The Spirit of 1876

August 1, 2019—On this day in 1876, Colorado joined the Union as the 38th state. We were known then, as now, as the “Centennial State.” Colorado’s connection to our nation’s experiment in self-governance is one for us to celebrate. And I believe that Colorado has unique lessons to offer our nation in confronting today’s challenges of governance.

Our nation, stated simply, is facing a crisis of trust in our system of governance. According to a recent Pew Research Center Survey, Americans are increasingly less trusting in our national government and each other, thereby undermining the ability of our government to solve important problems. According to the survey, 75% of American adults think that trust in the federal government is shrinking, and 64% believe that low trust makes it more difficult to solve important problems.

In Colorado, we have an opportunity—and, I would argue, the imperative—of building trust in our institutions of governance and demonstrating how collaborative problem solving works. The opportunity for Colorado to lead the effort to repair our nation’s crisis of governance was captured last fall in a column by the New York Times’ Roger Cohen, who asked “Can Colorado Save America?” At the Department of Law, we are doing our best to demonstrate that the answer to this question is yes.

For a classic example of Colorado’s problem solving attitude, take the case of how we manage our water. It would be possible, as happened in an earlier era (say, with respect to Crowley County) to address water needs in Front Range cities by engaging in wholesale “buy and dry” efforts that shut down entire agricultural communities. But such policies would not reflect an effort to address water management that worked for the whole state. Consequently, Colorado’s Water Plan, and our work at the Attorney General’s office, call for collaboration and innovation to meet the water management challenges ahead. That’s just what we worked hard on in developing the Drought Contingency Plan that will enable us to meet our obligations under the Colorado River Compact.

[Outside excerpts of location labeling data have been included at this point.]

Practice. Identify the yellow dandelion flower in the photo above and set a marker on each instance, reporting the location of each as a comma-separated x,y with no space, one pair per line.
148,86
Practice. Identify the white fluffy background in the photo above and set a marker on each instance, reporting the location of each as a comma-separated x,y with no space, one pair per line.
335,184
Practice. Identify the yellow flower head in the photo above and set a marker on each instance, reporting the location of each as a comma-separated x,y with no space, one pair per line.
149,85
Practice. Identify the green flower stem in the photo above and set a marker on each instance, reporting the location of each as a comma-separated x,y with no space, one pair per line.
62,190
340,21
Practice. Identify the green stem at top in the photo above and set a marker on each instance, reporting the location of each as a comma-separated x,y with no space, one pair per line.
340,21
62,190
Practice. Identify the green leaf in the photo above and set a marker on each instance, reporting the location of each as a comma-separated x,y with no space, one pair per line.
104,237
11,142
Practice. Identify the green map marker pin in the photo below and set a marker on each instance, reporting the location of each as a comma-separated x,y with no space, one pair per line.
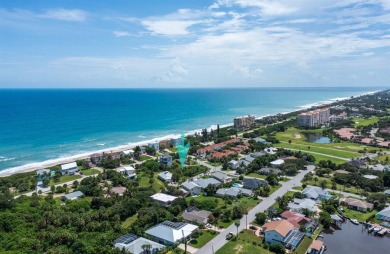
183,150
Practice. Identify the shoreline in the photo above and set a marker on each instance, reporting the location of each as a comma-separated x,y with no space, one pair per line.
61,160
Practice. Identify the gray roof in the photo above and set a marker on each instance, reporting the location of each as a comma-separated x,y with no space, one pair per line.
134,244
166,175
189,185
74,195
233,192
252,183
204,182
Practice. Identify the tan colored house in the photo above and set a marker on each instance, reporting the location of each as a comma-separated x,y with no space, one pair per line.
357,204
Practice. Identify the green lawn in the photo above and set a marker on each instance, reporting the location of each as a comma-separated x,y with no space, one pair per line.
303,246
129,221
247,243
364,122
143,179
65,178
206,236
91,171
145,158
360,216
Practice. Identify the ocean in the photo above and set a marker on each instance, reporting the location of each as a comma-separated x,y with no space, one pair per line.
38,125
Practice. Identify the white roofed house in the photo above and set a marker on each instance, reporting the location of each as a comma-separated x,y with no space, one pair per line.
192,188
165,176
128,172
69,168
163,199
136,245
170,233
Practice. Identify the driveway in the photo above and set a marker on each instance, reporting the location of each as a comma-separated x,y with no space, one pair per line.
220,240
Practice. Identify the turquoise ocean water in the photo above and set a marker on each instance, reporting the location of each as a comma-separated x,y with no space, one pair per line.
40,125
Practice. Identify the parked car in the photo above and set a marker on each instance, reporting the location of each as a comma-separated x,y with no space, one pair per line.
229,236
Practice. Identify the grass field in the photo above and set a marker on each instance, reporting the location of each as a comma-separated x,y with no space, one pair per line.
344,150
247,243
364,122
206,237
360,216
303,246
64,179
129,221
91,171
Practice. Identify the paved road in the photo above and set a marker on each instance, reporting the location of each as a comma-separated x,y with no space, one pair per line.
220,240
327,155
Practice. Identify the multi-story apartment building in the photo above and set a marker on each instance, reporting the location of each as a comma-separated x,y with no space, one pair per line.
313,118
244,122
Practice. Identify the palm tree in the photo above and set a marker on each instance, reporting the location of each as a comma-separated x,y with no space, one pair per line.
237,223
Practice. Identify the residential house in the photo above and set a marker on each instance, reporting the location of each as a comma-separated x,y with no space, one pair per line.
233,192
384,217
136,245
299,205
72,196
192,188
69,168
282,231
204,182
96,158
316,247
357,204
233,164
166,160
194,214
267,171
222,177
253,183
42,172
165,176
270,150
155,145
163,199
128,172
277,162
170,233
316,193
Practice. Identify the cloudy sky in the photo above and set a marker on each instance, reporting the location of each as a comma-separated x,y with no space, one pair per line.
194,43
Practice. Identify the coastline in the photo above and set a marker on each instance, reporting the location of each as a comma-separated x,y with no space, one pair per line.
61,160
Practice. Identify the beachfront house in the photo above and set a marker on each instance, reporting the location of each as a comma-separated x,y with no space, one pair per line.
69,168
299,205
72,196
253,183
282,231
356,204
170,233
194,214
128,172
316,193
204,182
233,192
222,177
155,145
163,199
192,188
137,245
166,160
165,176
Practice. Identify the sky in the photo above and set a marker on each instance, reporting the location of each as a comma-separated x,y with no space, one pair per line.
194,43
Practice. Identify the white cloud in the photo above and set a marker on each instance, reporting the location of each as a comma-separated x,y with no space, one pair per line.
65,15
121,33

As we look ahead at other priorities of our office, including addressing the opioid epidemic, improving our criminal justice system, and protecting consumers, we at the Department of Law are committed to channeling and protecting our collaborative problem-solving mindset. And we are committed to doing so through principled service to the public that advances the rule of law, protects our democracy, and promotes justice for all. That’s the spirit of 1776—and 1876. Our nation needs that spirit now more than ever. By demonstrating how we work together to solve important problems here in Colorado, we demonstrate that our nation’s commitment to self-governance remains a vibrant work in progress.